In order to check if a file is a duplicate of another, you need to check it agai...

kstrauser · on Feb 25, 2025

I understand the concept. My main point is that it's probably not a huge advantage to store hashes of the first 1KB, which requires CPU to calculate, over just the raw bytes, which requires storage. There's a tradeoff either way.

I don't think it would be far more efficient to do hash the entire contents though. If you have a million files storing a terabyte of data, the 2 stage comparison would read at most 1GB (1 million * 1KB) of data, and less for smaller files. If you do a comparison of the whole hashed contents, you have to read the entire 1TB. There are a hundred confounding variables, for sure. I don't think you could confidently estimate which would be more efficient without a lot of experimenting.

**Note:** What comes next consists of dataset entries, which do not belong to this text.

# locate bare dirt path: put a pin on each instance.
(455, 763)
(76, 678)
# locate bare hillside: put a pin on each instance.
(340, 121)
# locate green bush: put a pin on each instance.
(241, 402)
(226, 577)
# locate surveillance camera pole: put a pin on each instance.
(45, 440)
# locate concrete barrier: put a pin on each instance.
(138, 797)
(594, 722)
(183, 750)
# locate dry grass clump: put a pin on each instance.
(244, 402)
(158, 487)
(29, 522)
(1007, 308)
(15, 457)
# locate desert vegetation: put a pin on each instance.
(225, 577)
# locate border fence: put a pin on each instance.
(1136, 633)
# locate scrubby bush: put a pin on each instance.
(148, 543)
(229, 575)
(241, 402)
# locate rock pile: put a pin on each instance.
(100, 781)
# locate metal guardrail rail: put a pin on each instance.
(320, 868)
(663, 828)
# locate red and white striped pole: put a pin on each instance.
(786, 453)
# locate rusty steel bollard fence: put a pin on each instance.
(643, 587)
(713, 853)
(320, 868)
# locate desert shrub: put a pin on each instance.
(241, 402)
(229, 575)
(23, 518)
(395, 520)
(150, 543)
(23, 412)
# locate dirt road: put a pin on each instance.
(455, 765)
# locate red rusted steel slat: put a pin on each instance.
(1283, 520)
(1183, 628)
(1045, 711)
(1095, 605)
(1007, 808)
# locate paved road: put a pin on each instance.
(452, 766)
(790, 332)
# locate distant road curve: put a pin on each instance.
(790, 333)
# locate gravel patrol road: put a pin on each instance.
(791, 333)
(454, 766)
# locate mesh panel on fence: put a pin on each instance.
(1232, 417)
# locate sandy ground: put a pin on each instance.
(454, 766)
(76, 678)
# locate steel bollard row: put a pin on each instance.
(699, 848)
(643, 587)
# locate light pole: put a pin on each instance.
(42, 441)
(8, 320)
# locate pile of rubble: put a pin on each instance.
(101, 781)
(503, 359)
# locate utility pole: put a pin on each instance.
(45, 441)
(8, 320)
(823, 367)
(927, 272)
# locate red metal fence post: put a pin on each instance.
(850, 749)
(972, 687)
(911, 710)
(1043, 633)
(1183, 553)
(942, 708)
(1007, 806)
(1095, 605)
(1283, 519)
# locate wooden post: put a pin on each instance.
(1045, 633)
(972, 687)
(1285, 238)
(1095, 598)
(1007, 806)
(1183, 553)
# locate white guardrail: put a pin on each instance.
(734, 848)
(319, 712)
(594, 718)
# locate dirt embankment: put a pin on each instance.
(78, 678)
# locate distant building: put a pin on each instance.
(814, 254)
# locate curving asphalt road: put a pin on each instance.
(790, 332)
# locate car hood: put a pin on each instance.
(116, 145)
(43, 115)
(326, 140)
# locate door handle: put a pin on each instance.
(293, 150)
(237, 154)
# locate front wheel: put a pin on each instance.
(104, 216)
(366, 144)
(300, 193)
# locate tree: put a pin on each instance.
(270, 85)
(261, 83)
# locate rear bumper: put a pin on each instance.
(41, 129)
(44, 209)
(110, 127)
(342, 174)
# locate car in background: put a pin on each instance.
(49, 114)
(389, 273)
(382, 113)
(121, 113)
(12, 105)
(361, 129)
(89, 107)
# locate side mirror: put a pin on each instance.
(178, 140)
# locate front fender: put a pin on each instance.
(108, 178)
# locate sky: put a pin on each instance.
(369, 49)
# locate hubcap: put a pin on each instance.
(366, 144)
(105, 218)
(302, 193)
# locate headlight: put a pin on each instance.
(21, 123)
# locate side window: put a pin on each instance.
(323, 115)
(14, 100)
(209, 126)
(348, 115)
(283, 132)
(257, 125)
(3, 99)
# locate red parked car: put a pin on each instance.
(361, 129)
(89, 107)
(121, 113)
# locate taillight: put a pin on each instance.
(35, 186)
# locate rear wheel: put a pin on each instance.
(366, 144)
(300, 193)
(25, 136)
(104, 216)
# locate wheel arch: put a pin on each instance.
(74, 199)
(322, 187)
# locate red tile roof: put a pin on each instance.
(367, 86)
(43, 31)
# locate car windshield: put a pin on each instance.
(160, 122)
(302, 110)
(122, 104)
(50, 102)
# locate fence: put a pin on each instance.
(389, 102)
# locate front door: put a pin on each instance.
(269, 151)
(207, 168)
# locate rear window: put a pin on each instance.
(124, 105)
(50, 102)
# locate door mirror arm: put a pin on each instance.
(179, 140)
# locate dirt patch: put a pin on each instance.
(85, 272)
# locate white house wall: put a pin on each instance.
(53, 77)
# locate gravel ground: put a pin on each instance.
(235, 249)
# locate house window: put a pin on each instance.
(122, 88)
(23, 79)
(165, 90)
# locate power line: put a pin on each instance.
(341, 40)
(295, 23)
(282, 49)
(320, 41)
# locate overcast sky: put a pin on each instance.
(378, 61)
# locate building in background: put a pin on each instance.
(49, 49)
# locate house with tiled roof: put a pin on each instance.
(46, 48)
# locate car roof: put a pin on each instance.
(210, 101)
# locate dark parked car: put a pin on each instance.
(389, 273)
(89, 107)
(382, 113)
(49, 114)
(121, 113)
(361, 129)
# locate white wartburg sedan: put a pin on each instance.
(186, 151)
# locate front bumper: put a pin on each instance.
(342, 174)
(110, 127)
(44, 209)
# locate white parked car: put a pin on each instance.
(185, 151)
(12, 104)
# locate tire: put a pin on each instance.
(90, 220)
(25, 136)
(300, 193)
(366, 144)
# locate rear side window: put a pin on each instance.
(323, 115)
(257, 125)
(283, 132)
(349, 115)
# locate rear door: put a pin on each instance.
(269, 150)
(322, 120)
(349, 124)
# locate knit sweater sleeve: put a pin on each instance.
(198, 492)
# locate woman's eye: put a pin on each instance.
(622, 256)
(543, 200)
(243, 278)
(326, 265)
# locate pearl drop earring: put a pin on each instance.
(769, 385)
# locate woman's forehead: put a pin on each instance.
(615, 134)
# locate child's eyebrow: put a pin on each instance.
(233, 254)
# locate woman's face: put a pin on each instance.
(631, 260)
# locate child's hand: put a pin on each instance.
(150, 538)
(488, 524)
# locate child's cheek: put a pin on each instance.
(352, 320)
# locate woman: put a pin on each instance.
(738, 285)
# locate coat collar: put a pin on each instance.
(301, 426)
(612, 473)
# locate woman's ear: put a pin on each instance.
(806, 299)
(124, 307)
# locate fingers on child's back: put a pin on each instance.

philsnow · on Feb 25, 2025

If you're going to keep partial hashes in memory, may as well align it on whatever boundary is the minimal block/sector size that your drives give back to you. Hashing (say) 8kB takes less time than it takes to fetch it from SSD (much less disk), so if you only used the first 1kB, you'd (eventually) need to re-fetch the same block to calculate the hash for the rest of the bytes in that block.

... okay, so as long as you always feed chunks of data into your hash in the same deterministic order, it doesn't matter for the sake of correctness what that order is or even if you process some bytes multiple times. You could hash the first 1kB, then the second-through-last disk blocks, then the entire first disk block again (double-hashing the first 1kB) and it would still tell you whether two files are identical.

If you're reading from an SSD and seek times don't matter, it's in fact probable that on average a lot of files are going to differ near the start and end (file formats with a header and/or footer) more than in the middle, so maybe a good strategy is to use the first 32k and the last 32k, and then if they're still identical, continue with the middle blocks.

In memory, per-file, you can keep something like

  - the length
  - h(block[0:4])
  - h(block[0:4] | block[-5:])
  - h(block[0:4] | block[-5:] | block[4:32])
  - h(block[0:4] | block[-5:] | block[4:128])
  - ...
  - h(block[0:4] | block[-5:] | block[4:])

etc, and only calculate the latter partial hashes when there is a collision between earlier ones. If you have 10M files and none of them have the same length, you don't need to hash anything. If you have 10M files and 9M of them are copies of each other except for a metadata tweak that resides in the last handful of bytes, you don't need to read the entirety of all 10M files, just a few blocks from each.

A further refinement would be to have per-file-format hashing strategies... but then hashes wouldn't be comparable between different formats, so if you had 1M pngs, 1M zips, and 1M png-but-also-zip quine files, it gets weird. Probably not worth it to go down this road.